Alle diese Überlegungen engen aber die Bedeutung Marias nicht ein, wenn sie auch während ihres Lebens wohl alle diese Spekulationen entrüstet und als Häresie zurückgewiesen hätte. Zusammen mit ihrer Familie lebte sie starb sie als Jüdin, tief verwurzelt in ihrer Religion. Sie ist zu keinem Zeitpunkt Christin gewesen, davon kann mit Fug und Recht ausgegangen werden, so wie ihr Sohn Jesus als Jude gelebt hat und gestorben ist.
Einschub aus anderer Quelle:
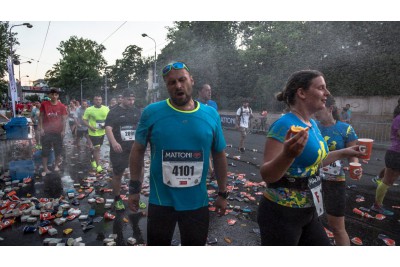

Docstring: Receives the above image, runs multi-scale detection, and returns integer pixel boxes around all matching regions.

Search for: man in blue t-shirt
[128,62,228,246]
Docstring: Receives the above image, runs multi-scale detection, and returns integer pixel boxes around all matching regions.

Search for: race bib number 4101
[162,150,204,187]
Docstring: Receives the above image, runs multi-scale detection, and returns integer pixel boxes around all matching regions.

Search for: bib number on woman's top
[162,150,204,187]
[308,176,324,216]
[96,121,106,129]
[120,125,136,141]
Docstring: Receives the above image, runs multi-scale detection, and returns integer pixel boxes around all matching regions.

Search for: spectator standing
[106,90,141,213]
[109,97,119,110]
[346,104,353,124]
[128,62,228,246]
[315,95,362,246]
[82,95,110,173]
[340,107,350,124]
[197,83,218,110]
[74,100,93,150]
[39,89,68,176]
[236,100,253,153]
[31,101,41,148]
[197,83,218,178]
[371,99,400,216]
[68,100,77,139]
[257,70,361,246]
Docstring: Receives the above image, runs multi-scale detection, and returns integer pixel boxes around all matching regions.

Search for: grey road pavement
[0,127,400,246]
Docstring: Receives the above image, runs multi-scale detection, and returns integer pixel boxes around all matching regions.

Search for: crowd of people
[2,61,400,248]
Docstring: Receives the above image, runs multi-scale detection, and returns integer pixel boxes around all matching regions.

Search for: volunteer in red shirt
[39,89,67,176]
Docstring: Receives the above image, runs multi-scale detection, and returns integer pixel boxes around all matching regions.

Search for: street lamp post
[18,60,32,86]
[142,33,157,96]
[104,66,112,106]
[8,22,33,117]
[81,78,88,104]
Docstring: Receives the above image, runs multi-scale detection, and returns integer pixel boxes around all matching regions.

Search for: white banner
[7,56,17,117]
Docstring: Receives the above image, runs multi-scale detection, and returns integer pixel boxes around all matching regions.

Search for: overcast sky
[10,20,172,85]
[0,0,400,85]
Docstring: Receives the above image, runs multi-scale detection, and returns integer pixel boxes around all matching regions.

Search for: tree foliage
[46,36,107,99]
[107,45,150,106]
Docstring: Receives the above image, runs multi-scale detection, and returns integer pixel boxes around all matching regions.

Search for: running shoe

Die „Frau“ Maria stellt sich also eine einfache jüdische Frau dar, die verheiratet war und viele Kindre hatte, mindestens die fünf genannten Söhne. Sie war wohl arm und zog vielleicht dauernd mit ihrem Sohn Jesus durch Galiläa. Wie sich ihr Leben gestaltet hat, ist nur spekulativ zu ermitteln, es dürfte sich aber von dem der übrigen jüdischen Frauen dieses Standes nicht unterschieden haben. Aus den Evangelien erfahren wir, dass sie mit Sicherheit den Tod ihres Sohnes und seine dann folgende Verehrung in der Jerusalemer Gemeinde miterlebt hat.

Ihr Lebensende war wohl unspektakulär, denn wir erfahren nichts darüber. Wo sie ihre letzte Ruhestätte fand, wird auch nicht berichtet. Es ist davon auszugehen, dass sie wie alle Juden eine einfache Grabstätte erhielt.